One of the core arguments for government expansion is that there is no other way to reliably help the poor to a better life. This false notion has very deep roots, all the way back to the days when the first elements of the welfare state emerged on European soil. Back then, radical liberals convinced social conservatives that collectivized compassion was the way to go.
For the longest time the growth of the welfare state in the United States lagged Europe. It still has not reached the excesses of the Old World, but that is not for lack of trying. For the past 50 years, government expansionists have been waging a "War on Poverty" that, according to a new report from the Cato Institute, has cost American taxpayers a good $19 trillion over the years.By comparison, over the past half century we have spent a total of $17.7 trillion on national defense and $14 trillion on building homes.
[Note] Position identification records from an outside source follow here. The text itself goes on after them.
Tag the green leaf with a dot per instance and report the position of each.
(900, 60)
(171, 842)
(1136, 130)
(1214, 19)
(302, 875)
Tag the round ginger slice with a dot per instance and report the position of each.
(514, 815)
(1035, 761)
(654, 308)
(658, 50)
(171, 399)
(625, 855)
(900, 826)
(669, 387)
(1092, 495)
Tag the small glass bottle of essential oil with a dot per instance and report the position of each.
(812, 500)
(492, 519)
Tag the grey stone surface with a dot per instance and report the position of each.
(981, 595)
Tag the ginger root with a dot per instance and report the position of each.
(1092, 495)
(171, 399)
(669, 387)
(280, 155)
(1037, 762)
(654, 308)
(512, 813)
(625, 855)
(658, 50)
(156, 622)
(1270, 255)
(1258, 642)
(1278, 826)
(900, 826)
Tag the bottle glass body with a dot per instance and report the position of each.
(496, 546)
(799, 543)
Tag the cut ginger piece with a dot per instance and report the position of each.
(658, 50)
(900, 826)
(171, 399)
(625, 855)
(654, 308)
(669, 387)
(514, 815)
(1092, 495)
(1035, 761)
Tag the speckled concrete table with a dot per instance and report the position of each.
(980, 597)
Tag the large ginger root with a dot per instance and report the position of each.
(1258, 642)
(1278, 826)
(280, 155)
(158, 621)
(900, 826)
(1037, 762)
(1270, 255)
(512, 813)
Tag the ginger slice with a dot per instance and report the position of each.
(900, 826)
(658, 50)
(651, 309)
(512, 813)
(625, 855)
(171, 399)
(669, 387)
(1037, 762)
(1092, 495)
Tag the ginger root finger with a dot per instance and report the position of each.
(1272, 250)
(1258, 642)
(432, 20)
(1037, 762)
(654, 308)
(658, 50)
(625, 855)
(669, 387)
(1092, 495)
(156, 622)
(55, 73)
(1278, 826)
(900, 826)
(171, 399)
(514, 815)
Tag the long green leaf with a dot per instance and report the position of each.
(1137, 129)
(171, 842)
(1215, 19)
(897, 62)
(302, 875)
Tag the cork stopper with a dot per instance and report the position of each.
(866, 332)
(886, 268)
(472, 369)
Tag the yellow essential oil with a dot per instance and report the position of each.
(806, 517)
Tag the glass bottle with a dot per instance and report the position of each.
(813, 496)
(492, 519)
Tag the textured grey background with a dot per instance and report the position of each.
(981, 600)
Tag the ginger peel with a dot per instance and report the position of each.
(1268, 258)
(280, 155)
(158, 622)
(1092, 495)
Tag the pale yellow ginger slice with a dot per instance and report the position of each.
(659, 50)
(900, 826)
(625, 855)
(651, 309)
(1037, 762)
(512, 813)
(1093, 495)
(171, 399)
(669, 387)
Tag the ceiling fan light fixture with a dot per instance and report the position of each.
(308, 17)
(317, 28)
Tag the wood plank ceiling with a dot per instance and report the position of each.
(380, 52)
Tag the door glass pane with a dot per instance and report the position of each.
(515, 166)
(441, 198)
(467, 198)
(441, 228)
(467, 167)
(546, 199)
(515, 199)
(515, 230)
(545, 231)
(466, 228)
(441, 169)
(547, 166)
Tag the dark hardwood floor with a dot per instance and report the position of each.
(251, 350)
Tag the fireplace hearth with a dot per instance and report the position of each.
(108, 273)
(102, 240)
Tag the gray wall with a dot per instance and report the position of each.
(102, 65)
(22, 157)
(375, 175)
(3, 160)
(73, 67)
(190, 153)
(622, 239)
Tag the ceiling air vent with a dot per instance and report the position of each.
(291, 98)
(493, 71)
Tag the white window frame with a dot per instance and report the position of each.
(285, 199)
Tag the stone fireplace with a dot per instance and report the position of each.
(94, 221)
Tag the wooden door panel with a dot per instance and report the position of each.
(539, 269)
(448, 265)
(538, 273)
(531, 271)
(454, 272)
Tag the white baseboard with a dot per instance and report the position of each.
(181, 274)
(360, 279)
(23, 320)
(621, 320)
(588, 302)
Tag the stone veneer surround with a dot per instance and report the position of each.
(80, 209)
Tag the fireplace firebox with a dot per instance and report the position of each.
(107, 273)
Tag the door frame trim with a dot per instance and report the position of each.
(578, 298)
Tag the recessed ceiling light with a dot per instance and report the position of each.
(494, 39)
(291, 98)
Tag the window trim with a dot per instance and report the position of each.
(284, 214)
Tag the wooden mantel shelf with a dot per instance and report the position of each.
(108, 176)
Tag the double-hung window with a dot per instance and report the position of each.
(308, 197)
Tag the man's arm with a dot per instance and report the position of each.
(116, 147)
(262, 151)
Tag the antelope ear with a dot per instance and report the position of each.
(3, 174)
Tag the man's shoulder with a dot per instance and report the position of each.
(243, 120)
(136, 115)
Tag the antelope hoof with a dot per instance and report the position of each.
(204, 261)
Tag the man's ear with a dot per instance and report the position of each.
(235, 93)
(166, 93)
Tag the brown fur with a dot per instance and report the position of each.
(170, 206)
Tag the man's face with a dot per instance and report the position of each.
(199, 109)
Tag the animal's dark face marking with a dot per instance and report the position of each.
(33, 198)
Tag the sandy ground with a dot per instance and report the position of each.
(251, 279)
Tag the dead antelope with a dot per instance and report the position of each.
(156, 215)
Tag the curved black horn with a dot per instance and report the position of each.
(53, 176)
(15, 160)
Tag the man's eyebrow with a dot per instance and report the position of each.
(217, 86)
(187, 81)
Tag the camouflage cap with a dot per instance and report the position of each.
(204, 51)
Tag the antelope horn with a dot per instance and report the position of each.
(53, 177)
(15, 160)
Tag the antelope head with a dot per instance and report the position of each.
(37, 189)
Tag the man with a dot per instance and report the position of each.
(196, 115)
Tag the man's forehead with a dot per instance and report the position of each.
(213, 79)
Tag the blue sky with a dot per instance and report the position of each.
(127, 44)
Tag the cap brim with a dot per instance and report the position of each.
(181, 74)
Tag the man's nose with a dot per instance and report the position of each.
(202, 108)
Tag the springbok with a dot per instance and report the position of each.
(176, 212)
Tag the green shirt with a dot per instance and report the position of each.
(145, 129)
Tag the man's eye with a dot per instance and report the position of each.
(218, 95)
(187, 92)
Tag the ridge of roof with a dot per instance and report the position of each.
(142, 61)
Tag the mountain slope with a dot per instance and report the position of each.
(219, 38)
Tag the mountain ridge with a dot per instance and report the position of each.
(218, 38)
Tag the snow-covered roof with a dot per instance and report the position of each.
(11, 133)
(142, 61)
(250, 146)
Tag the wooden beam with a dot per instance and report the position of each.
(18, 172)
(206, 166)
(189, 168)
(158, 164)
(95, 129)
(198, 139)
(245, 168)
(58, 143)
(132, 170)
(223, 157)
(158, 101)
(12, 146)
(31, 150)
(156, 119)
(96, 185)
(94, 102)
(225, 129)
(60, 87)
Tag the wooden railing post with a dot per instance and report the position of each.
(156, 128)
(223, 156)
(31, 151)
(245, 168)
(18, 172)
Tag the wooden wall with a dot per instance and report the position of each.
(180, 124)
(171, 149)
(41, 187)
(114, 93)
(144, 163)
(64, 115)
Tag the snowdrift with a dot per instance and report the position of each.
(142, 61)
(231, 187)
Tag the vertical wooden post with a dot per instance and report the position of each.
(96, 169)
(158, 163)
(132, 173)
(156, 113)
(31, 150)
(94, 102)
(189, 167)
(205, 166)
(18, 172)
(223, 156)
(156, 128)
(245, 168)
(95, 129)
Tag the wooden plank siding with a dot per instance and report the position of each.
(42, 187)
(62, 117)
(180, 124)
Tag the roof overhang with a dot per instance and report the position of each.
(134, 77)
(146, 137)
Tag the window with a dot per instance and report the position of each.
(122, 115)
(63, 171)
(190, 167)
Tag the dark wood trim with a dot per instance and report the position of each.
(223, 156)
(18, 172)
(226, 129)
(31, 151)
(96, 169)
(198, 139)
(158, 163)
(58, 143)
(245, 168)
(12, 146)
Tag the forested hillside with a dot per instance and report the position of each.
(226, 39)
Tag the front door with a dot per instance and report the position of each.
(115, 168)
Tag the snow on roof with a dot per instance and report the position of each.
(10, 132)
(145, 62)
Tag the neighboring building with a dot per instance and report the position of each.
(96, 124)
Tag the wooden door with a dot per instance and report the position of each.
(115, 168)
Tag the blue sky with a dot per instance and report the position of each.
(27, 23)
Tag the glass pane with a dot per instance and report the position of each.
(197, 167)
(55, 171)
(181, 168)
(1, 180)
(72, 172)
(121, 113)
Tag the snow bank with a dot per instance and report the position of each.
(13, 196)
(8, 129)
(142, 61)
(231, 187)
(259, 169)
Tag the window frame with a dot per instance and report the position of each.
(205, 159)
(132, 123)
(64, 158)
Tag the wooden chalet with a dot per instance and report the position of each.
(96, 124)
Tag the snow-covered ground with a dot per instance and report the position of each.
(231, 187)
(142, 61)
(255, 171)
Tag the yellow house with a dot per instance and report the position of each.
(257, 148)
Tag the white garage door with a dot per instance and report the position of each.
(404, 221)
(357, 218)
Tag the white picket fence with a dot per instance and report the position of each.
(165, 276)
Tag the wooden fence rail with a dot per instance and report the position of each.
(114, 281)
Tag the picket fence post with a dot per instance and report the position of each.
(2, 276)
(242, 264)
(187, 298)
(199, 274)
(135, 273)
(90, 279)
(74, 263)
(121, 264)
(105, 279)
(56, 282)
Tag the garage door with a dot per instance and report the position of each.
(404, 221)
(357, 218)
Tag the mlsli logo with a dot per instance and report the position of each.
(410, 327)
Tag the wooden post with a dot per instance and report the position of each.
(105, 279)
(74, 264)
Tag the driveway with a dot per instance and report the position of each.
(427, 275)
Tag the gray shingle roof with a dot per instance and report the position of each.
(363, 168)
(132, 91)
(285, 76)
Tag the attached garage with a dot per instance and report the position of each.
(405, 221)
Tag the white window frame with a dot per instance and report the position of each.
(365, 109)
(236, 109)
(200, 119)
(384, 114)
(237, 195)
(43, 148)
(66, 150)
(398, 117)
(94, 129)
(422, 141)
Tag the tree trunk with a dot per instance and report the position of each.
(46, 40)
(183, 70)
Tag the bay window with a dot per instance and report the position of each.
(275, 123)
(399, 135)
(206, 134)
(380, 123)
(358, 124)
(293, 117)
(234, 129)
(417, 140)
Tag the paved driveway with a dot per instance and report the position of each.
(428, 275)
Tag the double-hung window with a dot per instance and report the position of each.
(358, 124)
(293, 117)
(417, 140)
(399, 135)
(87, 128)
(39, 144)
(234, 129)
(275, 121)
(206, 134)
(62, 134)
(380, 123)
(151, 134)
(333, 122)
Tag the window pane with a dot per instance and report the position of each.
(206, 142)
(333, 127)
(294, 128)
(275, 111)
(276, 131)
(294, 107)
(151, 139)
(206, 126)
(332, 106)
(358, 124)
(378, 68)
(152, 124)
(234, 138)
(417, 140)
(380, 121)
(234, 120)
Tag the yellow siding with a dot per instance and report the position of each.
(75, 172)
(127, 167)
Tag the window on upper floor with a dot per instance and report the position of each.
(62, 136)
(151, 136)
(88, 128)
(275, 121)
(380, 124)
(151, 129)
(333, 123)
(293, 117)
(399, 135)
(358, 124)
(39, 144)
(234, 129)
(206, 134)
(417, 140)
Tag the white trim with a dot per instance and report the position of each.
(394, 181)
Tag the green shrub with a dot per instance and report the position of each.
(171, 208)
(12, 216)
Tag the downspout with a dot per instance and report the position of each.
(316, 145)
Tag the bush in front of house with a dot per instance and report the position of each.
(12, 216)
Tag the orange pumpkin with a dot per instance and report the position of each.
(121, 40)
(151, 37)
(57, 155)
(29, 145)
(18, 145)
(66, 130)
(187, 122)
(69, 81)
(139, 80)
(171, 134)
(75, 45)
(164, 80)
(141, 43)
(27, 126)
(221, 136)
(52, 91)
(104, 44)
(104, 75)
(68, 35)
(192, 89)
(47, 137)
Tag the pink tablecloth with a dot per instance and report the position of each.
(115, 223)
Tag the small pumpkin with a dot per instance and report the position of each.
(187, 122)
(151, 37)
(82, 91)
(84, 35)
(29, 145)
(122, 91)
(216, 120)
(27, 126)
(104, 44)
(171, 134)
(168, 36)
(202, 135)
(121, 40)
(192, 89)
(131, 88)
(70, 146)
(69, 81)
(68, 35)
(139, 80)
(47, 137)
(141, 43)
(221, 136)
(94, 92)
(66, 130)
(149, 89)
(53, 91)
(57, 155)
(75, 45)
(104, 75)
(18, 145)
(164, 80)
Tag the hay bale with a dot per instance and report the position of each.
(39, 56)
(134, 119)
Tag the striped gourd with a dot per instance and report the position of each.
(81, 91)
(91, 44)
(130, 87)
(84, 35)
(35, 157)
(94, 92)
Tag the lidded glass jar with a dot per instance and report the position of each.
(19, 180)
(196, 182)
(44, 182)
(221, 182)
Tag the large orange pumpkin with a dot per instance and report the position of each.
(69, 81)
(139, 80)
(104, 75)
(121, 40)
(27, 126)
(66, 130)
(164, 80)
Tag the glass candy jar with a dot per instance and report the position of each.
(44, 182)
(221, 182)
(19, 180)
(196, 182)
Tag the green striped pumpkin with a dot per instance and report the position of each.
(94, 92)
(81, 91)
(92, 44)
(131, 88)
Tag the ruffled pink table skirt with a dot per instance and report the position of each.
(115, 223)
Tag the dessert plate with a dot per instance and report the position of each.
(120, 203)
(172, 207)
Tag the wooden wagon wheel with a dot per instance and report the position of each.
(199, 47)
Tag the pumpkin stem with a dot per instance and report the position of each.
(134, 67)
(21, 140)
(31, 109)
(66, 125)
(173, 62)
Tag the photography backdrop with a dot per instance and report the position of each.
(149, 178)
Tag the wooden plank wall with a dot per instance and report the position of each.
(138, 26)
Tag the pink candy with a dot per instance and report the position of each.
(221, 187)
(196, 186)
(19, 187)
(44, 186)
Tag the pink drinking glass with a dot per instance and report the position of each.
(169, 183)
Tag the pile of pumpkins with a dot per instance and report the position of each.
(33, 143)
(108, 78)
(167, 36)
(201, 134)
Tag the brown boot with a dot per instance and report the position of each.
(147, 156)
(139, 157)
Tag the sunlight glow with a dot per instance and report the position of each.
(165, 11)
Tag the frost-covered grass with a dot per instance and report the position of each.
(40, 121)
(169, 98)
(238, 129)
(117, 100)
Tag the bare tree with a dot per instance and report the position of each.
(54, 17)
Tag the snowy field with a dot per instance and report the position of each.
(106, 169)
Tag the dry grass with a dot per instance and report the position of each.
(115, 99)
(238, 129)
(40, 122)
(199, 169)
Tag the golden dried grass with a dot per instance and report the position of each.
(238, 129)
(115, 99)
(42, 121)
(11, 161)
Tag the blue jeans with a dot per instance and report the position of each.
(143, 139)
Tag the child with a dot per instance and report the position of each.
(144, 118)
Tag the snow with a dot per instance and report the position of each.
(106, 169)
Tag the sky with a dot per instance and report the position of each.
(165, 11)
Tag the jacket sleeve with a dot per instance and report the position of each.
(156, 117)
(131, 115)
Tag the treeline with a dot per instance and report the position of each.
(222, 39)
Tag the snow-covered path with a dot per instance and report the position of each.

With so much money going into eradicating poverty, it would be fair to expect some sort of success, right? Well, as the authors of the Cato report, Michael Tanner and Charles Hughes, explain, we really should not get our hopes up:
[Even] if the War on Poverty achieved some initial success, the programs it spawned have long since reached a point of diminishing returns. In recent years we have spent more and more money on more and more programs, while realizing few, if any, additional gains. More important, the War on Poverty has failed to make those living in poverty independent or increase economic mobility among the poor and children. We may have made the lives of the poor less uncomfortable, but we have failed to truly lift people out of poverty.
There is one particularly compelling point in the report. Since 1973 – the earliest year with reliable data – total welfare spending has increased almost every year in constant prices, yet the best you can say about the poverty rate is that it has not changed.
It is easy to draw the conclusion that government-provided welfare is not just non-productive in achieving its alleged goal, but that it is in fact counter-productive. A quick look at the poverty situation in Wyoming reinforces that conclusion. If the "War on Poverty" were successful it would provide its beneficiaries with the instruments to become self sufficient.
The more jobs an economy creates, the better the opportunities are for people to exit dependency on welfare and start providing for themselves. Job creation usually correlates with GDP growth, meaning that if the "War on Poverty" worked the poverty rate would drop when GDP growth is high.
Figure 1 displays the relation between real GDP growth and the poverty rate in Wyoming. Evidently, there is no correlation whatsoever.
Clearly, the "War on Poverty" has not come anywhere near achieving its alleged goal. This means one of two things: either taxpayers have wasted $19 trillion – or the purpose of the "War on Poverty" has never been to eradicate poverty.